The unspoken rule of conversation that explains why AI chatbots feel so human

22/11/2024 | 4 mins

This article by Chair of Linguistics and Director of Language Lab at The University of Western Australia Celeste Rodriguez Louro originally ran in The Conversation on 22 November 2024.

Earlier this year, a Hong Kong finance worker was tricked into paying US$25 million to scammers who had used deepfake technology to pretend to be the company’s chief financial officer in a video conference call. Thinking the images on screen were his colleagues, the financier authorised the multi-million dollar transfer to fraudsters posing as friends.

It’s a dramatic example, but the bamboozled office worker was far from alone in being fooled by generative AI. This technology, which relies heavily on large language models trained on vast amounts of data to learn and predict the patterns of language, has become increasingly widespread since the launch of ChatGPT in 2022.

How can we explain why some people who interact with generative AI chatbots are so readily convinced they are having a conversation with a kind of person? The answer may lie in the rules of conversation itself – and how they are deeply ingrained in the way we interact with the world.

Chatbot in front of screen

Why the hype?

Generative AI systems based on language models produce text that a linguist would call “ungrounded”: it lacks the mutual understanding that is an essential component of conversations between people. However, when humans engage in an interaction we tend to assume that our partner has a mind.

We are wired to anthropomorphise the various non-humans we interact with. Before the recent leaps in generative AI, this was mainly animals.

Now it is machines. Before generative AI, our interactions with computers generally involved minimal linguistic back-and-forth. With generative AI, however, computer systems acknowledge us in a way that seems real. This “seeming real” is a huge part of the technology’s success.

So how does it work?

Language and thought

In a recent paper, American scientists Kyle Mahowald, Anna Ivanova and colleagues argue that we are conflating language and thought. Because generative AI systems can use language somewhat fluently, we believe they can think. (For the record, they cannot.)

The authors distinguish between formal linguistic competence (knowledge of rules and statistical patterns in language) and functional linguistic competence (how to use language in real-world situations).

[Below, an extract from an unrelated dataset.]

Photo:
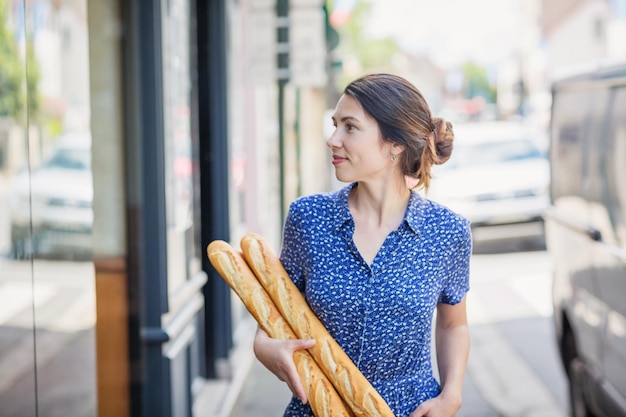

It’s not enough to produce rule-governed utterances. They must also be used appropriately in context. In this example (crafted with the help of ChatGPT-4o when prompted to produce an example of an accurate but inappropriate conversational response), Alex offers a response that, while factually correct, fails to address their friend’s need for support.

Friend: I am freaking out about my presentation tomorrow.

Alex: Stress activates your body’s fight-or-flight response, increasing heart rate and cortisol levels.

Mahowald and colleagues say our belief in the intelligence of generative AI systems comes from their capacity for language. However, a crucial piece of the puzzle is what happens to humans when we interact with the technology.

The rules of conversation

The key to understanding the allure of generative AI chatbots for humans lies in the genre the bots perform: conversation. Conversation is governed by rules and routines.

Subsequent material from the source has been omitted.